According to the World Health Organization (WHO), more than ten million people die every year from drinking alcohol or eating an unhealthy diet. With taxes on alcohol and sugary drinks, governments could reduce these deaths, the WHO reported in Geneva. She published a handbook with practical tips for introducing higher alcohol taxes.
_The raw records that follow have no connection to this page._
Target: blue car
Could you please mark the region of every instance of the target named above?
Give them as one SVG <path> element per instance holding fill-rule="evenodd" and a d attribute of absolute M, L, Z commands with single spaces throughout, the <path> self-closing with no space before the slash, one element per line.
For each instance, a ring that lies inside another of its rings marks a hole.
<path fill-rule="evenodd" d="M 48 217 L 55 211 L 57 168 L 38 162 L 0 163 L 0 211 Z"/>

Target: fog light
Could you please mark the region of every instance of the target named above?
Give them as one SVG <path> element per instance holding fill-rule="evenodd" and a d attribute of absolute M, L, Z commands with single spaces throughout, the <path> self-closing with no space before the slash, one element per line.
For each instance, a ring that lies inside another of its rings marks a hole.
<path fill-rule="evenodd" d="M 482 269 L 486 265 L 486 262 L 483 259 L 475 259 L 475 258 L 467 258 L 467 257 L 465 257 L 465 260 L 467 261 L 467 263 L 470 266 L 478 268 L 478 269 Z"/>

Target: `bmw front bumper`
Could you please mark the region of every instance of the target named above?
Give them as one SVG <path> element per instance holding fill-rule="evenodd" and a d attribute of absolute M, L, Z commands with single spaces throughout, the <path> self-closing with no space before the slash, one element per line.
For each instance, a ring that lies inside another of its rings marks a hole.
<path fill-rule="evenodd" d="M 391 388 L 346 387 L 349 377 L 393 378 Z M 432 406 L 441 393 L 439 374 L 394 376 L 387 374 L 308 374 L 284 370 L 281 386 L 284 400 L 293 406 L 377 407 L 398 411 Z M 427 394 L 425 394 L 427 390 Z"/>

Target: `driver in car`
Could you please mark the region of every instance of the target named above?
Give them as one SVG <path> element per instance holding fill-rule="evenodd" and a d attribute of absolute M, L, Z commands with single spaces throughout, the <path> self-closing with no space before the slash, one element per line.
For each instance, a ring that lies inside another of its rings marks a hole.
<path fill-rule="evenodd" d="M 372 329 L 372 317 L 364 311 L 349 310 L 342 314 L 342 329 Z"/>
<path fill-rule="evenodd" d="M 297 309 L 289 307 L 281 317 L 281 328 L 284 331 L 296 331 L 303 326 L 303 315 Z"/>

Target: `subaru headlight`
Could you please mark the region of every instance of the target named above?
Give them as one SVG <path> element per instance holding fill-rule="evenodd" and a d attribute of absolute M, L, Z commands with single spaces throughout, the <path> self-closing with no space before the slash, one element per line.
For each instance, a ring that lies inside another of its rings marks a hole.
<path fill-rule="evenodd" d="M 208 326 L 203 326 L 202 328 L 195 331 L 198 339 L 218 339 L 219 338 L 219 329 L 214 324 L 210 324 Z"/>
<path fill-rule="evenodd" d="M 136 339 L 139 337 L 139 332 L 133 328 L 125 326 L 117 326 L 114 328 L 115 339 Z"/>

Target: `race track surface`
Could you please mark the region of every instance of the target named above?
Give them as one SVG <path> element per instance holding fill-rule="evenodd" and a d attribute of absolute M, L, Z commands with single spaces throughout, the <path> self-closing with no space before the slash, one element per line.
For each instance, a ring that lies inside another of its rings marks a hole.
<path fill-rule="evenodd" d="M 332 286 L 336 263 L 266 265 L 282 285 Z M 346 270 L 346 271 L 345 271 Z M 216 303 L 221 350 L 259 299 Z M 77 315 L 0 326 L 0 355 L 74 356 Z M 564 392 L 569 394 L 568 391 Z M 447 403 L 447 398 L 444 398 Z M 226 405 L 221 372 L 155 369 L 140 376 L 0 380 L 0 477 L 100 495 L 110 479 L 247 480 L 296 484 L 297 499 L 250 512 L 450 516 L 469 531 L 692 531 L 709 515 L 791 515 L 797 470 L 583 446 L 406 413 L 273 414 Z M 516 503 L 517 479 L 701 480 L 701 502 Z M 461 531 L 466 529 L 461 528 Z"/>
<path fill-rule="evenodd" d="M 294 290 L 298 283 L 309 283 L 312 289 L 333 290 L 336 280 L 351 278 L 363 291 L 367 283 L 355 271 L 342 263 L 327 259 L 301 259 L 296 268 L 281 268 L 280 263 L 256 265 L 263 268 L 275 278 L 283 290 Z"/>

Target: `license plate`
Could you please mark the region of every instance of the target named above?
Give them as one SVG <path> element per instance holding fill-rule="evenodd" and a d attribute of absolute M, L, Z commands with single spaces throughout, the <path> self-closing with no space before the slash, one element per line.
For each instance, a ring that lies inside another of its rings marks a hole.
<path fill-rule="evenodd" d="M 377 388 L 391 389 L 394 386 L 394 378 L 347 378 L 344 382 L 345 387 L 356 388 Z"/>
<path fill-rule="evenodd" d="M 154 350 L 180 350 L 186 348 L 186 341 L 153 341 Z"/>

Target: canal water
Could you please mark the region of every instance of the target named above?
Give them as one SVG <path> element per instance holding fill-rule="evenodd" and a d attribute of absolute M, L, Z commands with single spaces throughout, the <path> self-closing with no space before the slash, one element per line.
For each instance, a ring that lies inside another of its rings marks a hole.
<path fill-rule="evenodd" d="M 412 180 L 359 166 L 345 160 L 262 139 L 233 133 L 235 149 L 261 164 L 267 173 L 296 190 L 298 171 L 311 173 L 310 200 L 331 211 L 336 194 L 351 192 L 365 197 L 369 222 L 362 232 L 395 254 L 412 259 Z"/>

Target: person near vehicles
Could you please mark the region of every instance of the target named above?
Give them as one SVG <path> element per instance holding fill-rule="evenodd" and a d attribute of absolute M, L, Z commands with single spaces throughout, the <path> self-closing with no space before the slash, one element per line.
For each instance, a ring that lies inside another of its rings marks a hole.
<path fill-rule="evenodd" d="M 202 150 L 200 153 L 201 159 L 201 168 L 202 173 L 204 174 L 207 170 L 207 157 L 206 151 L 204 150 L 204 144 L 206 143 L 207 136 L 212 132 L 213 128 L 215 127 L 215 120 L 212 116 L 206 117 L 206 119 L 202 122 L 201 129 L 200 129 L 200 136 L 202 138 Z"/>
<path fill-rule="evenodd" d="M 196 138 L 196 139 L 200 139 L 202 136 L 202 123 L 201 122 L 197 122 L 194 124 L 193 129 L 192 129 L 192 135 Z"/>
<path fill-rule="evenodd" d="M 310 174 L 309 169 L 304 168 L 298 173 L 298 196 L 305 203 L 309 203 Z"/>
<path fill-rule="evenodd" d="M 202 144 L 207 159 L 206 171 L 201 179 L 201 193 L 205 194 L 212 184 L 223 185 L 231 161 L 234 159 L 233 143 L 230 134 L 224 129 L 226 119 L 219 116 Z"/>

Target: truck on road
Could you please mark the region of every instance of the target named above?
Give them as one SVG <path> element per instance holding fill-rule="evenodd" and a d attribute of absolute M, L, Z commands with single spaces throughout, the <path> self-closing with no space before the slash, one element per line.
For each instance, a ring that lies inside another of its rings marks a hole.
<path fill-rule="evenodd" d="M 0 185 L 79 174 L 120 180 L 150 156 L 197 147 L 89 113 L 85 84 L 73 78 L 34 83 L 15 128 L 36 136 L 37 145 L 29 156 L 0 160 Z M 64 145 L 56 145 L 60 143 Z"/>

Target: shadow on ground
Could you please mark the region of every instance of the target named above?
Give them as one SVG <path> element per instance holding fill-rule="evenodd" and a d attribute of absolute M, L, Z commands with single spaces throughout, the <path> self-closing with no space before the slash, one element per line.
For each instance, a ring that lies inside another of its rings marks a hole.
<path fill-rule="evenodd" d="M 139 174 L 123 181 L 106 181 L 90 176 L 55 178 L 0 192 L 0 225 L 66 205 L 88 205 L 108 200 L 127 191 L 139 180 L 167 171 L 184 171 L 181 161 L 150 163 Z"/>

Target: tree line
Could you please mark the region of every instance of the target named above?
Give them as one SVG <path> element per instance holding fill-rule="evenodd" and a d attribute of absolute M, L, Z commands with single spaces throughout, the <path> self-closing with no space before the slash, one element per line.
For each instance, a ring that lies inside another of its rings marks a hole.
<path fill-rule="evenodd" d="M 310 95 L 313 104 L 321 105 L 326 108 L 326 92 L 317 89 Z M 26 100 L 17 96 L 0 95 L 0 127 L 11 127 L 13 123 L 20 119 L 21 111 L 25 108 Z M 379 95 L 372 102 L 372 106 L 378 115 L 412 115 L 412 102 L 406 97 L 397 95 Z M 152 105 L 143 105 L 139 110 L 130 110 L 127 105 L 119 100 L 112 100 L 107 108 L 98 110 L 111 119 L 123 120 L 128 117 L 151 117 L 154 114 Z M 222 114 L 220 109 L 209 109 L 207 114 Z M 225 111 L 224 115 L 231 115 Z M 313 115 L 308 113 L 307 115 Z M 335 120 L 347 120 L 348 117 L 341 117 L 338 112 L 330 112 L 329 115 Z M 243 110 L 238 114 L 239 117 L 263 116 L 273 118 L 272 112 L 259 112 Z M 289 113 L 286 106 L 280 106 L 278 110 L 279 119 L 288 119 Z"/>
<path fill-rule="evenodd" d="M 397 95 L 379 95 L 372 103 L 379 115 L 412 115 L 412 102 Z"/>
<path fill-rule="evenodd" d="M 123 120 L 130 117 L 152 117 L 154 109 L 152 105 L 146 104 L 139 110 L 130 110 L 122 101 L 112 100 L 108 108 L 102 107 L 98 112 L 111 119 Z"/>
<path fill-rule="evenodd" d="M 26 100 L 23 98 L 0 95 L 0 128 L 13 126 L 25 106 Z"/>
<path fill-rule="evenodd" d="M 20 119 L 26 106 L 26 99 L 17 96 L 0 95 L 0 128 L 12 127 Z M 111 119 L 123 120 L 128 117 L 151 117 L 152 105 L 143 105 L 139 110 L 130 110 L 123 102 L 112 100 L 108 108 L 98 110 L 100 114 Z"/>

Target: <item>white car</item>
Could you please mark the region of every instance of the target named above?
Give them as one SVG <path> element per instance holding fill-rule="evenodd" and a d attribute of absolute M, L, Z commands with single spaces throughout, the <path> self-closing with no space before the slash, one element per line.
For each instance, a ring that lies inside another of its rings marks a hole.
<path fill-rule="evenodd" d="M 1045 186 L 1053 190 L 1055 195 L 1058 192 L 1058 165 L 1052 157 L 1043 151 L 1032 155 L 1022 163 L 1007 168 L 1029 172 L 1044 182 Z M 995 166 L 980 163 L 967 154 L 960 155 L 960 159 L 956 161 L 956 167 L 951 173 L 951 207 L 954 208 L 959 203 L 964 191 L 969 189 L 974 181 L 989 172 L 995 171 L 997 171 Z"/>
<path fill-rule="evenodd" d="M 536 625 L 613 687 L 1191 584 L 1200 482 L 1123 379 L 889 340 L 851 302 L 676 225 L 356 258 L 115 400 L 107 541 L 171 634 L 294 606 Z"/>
She criticizes European countries for their handling of wine.
For beer, the consumption tax share of the best-selling brand is 17.2 percent. For the best-selling spirit it is 26.5 percent. The WHO does not name names. She thinks that’s not enough. “Taxes that raise the price of alcohol by 50 percent help prevent 21 million deaths over 50 years, a 2017 study shows,” the WHO reported. In addition, 17 trillion dollars (15.7 trillion euros) in additional revenue would be generated in the same period. According to the WHO, there are excise taxes on alcohol in 148 countries. However, wine is excluded from this in at least 22 countries, mainly in Europe.
Higher taxes lead to lower consumption, according to the WHO. This prevents deaths and injuries in road traffic and reduces the risk of cancer, heart disease and diabetes. In addition, higher taxes are an incentive for manufacturing companies to make healthier products. In a recent WHO-sponsored survey of 7,000 participants in Colombia, India, Jordan, Tanzania and the USA, more than 60 percent supported higher taxes on alcohol to prevent deaths.